Máca points to a growing concentration in media ownership, a trend reflected in the World Press Freedom Index published by Reporters Without Borders, which placed the Czech Republic 40th in 2019, down from 13th place in 2014.

More alarmingly, he says the country has experienced exponential growth in deceptive “alternative” news websites.

“There was a milestone in 2014, [coinciding with] the start of the Russian aggression against Ukraine, [along with] the migration crisis.

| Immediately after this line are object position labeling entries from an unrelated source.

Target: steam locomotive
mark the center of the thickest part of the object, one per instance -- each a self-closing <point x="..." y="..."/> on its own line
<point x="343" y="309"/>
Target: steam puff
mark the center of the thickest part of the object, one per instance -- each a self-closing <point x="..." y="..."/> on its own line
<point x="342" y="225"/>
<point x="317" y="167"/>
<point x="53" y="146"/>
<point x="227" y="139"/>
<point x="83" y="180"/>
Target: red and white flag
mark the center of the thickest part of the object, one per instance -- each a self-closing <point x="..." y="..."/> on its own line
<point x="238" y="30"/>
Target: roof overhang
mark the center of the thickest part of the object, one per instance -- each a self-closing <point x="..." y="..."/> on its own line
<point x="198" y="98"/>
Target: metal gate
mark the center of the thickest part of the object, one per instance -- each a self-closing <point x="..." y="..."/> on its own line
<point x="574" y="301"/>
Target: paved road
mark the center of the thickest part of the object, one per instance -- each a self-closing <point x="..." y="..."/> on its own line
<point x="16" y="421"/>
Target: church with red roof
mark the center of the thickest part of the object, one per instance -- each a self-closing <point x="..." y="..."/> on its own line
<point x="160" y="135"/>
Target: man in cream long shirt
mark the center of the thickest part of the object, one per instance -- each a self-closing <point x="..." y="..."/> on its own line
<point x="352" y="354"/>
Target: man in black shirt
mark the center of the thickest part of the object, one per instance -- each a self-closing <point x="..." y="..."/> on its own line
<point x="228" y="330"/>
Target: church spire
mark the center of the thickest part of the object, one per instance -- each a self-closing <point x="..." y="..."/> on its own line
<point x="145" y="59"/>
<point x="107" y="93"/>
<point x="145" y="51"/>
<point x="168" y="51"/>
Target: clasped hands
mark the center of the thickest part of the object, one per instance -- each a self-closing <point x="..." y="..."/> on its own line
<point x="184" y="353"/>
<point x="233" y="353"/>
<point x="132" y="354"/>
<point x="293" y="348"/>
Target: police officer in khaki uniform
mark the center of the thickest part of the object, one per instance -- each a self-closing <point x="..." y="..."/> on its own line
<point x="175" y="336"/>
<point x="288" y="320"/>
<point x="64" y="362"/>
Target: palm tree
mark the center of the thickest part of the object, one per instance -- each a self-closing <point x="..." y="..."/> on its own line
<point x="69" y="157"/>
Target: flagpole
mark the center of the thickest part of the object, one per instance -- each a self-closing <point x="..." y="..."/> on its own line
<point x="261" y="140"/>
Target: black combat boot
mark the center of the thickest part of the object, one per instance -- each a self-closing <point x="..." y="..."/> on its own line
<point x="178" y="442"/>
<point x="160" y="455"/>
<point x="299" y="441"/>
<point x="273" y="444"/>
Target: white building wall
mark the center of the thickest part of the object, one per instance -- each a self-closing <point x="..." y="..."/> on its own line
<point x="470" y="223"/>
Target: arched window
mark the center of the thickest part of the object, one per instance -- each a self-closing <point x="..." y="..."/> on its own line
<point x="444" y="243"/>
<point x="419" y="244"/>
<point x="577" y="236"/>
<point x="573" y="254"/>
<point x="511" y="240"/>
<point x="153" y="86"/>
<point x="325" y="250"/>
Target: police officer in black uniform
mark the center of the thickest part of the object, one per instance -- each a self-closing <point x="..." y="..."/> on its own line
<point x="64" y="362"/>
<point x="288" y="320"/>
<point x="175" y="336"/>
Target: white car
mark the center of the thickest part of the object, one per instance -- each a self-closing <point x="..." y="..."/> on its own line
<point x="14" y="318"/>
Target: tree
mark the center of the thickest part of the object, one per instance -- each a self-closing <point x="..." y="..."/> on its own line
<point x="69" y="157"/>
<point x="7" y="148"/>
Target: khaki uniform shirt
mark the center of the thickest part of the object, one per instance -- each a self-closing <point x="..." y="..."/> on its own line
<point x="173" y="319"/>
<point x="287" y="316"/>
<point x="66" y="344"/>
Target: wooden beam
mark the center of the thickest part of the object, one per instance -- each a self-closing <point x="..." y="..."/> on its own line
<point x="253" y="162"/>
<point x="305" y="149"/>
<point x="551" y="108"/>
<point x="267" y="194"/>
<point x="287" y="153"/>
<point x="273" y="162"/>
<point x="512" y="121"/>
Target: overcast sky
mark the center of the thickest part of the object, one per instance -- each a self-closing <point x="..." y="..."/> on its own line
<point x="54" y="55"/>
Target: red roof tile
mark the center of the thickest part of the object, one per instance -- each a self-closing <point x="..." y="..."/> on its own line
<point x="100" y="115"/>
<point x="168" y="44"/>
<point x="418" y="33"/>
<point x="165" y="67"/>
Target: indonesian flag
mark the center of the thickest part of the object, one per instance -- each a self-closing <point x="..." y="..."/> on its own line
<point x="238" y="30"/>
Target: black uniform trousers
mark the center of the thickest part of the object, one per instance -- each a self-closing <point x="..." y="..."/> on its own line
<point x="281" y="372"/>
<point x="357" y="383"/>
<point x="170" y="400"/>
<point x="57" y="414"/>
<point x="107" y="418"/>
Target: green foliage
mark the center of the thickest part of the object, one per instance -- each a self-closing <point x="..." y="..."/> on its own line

Fake news websites, mostly pro-Russian, mushroomed in the Czech Republic,” Máca told the Republikon conference.

The appearance of such sites, along with a storm of misleading campaigns via billboards, emails and social media, had an impact on the 2018 presidential election, in which the pro-Russian incumbent Miloš Zeman defeated the pro-European, independent candidate Jiří Drahoš by a mere 152,000 votes.

“We saw all these fake news websites and social network campaigns operated from Dubai, by a Czech professional working there in marketing and PR. They were supporting Miloš Zeman, because he’s a patriot and he’s fighting against Islam and migrants, and he likes Vladmir Putin and he’s for traditional [Czech] values,” Máca said.

Drahoš, in contrast, was supposedly paid by American billionaire-philanthropist George Soros and wanted to invite Africans to settle in the Czech Republic.

“The result was 51.4% for Zeman against 48.6% for Drahoš. I think the impact of fake news could have changed the final result,” Máca argued.

Hungary State News Agency Denounces Politico Story on Media Censorship as ‘Lie’

Barely had the sound systems for the Republikon conference been dismantled when a new controversy broke out over alleged political interference in the state-owned Hungary media.

On March 2, Brussels-based website Politico published a story based on leaked emails that claimed bosses at MTI, the Hungarian state news agency, had ordered reporters to request permission before reporting on Greta Thunberg, the teenage Swedish environmental campaigner, and on European political subjects.

The article also claimed reporting on “leading human rights organizations” such as Amnesty International and Human Rights Watch were banned, and that editors were issued with a list of subjects, including “migration, European terror, Brussels, church issues”, which required consent from above prior to publication.

In response to enquiries on the allegations from Index, a leading Hungarian news website, the press office of the Hungarian state media said Politicoʼs information was “a lie based on conspiracy theories.”

The office later followed up with a statement that the original article, and subsequent questions from domestic media were part of a “coordinated attack” designed to “create noise around a credible, restrained [state] news service”.

The statement, published in full by Index, deemed the website, along with independent domestic outlets Azonnali and 24.hu as “fake news” producers that had earlier published misleading stories on the spread of the coronavirus.